Verified answer

Given:

y = ∫ tan²(4x) /[(x-5)tan 4x + tan²(4x)]dx and

h = ∫ (4x² - 20x + 25)/[4x² + (2 tan4x - 20)x + 5 ( -tan 4x + 5)] dx

First, y can be reduced to y = ∫ tan(4x) /[(x-5)+ tan(4x)] dx.

Now let's rearrange h. Numerator can be written as complete square 4x² - 20x + 25 = (2x - 5)².

Let's factor the denominator:

4x² + (2 tan4x - 20)x + 5 ( -tan 4x + 5) = 0

D = (2 tan4x - 20)² - 4·4·5 ( -tan 4x + 5) = 4tan²4x - 80tan4x + 400 - 400 + 80tan4x = 4tan²4x

x1 = (-2tan4x + 20 + 2tan4x)/8 = 20/8 = 5/2 ,

x2 = (-2tan4x + 20 - 2tan4x)/8 = (20 - 4tan4x)/8 = (5 - tan4x)/2 ,

Then

4x² + (2 tan4x - 20)x + 5 ( -tan 4x + 5) = 4(x - 5/2)(x - 5/2 + (tan4x)/2) or

4x² + (2 tan4x - 20)x + 5 ( -tan 4x + 5) = (2x - 5)(2x - 5 + tan4x) .

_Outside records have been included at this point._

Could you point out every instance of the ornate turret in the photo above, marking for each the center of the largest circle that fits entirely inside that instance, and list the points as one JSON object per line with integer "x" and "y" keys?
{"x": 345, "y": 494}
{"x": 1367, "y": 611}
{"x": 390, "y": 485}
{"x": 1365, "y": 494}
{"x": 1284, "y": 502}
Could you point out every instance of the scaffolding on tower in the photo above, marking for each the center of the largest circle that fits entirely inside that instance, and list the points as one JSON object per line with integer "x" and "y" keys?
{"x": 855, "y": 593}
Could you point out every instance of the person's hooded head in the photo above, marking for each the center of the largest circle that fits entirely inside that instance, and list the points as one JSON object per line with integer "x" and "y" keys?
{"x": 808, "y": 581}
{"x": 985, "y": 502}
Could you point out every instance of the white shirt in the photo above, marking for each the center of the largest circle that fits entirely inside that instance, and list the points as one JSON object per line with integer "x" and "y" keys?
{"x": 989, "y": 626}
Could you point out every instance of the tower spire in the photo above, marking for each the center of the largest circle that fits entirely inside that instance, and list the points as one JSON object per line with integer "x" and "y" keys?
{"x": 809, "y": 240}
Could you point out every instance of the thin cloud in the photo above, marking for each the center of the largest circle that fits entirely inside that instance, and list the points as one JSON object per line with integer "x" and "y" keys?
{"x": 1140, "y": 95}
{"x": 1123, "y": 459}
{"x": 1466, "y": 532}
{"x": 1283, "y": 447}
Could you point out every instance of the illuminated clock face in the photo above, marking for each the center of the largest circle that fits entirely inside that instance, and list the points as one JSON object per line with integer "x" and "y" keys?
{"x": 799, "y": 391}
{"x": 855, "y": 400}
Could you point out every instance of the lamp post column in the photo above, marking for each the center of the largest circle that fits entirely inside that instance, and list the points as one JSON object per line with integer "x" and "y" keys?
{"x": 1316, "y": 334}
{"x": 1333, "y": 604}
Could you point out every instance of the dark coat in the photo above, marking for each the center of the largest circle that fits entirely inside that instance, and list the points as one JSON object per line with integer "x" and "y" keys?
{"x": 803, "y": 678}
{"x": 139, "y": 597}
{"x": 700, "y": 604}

Coming back to the integral h:

h = ∫ (2x - 5)²/[(2x - 5)(2x - 5 + tan4x)] dx = ∫ (2x - 5)/(2x - 5 + tan4x) dx .

So

y + h = ∫ tan(4x) /[(x-5)+ tan(4x)] dx + ∫ (2x - 5)/(2x - 5 + tan4x) dx.

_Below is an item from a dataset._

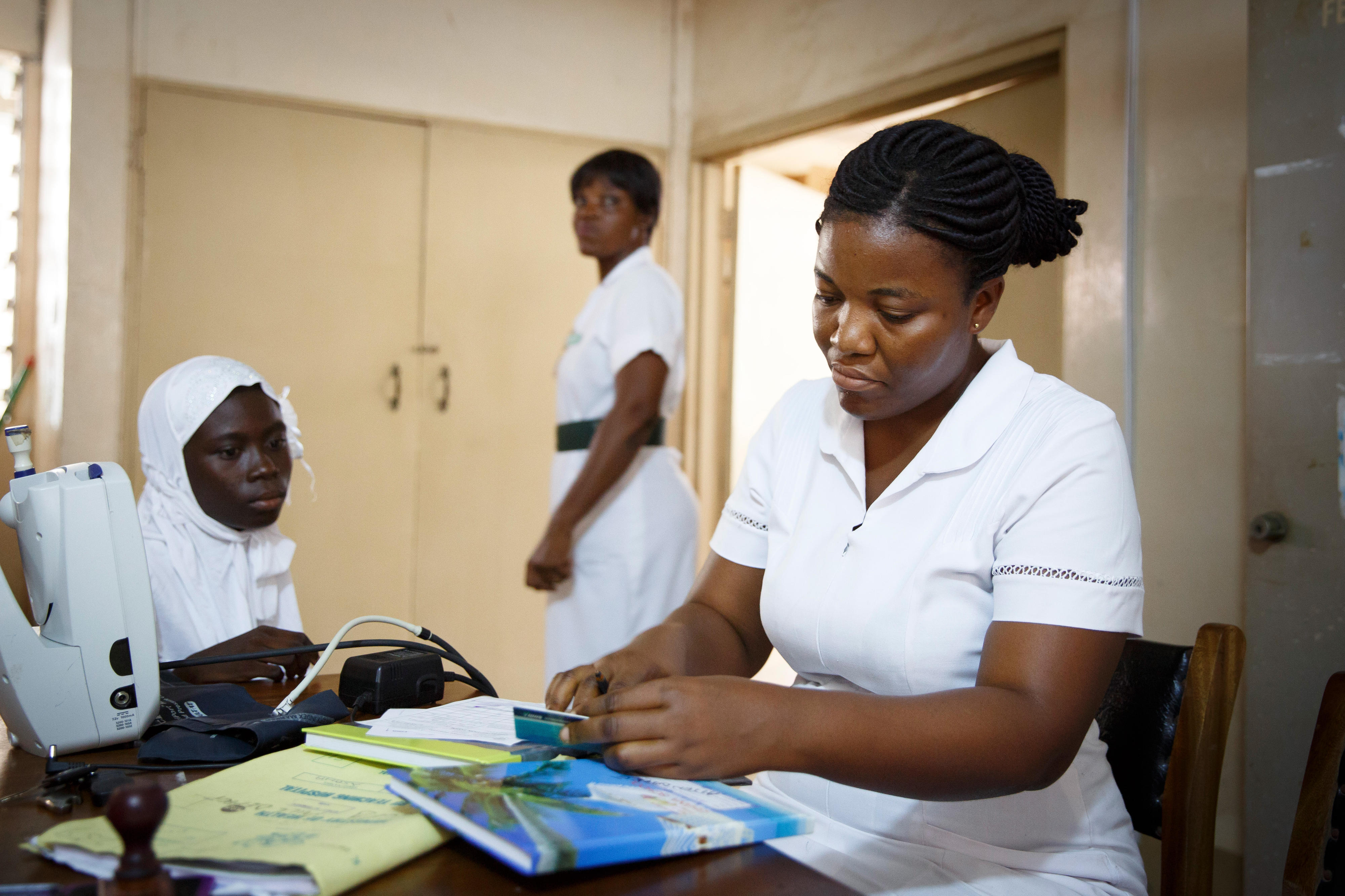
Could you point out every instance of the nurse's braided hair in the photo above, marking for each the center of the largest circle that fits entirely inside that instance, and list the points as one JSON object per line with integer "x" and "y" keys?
{"x": 997, "y": 208}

I assume there is a typo in the denominator of the first integral, it should be [(2x-5)+ tan(4x)].

In such a case

y + h = ∫ (tan4x + 2x - 5)/(2x - 5 + tan4x) dx = ∫ dx = x + C.

Initial integral becomes ∫ (y + h) tan 4x dx = ∫ (x + C) tan 4x dx.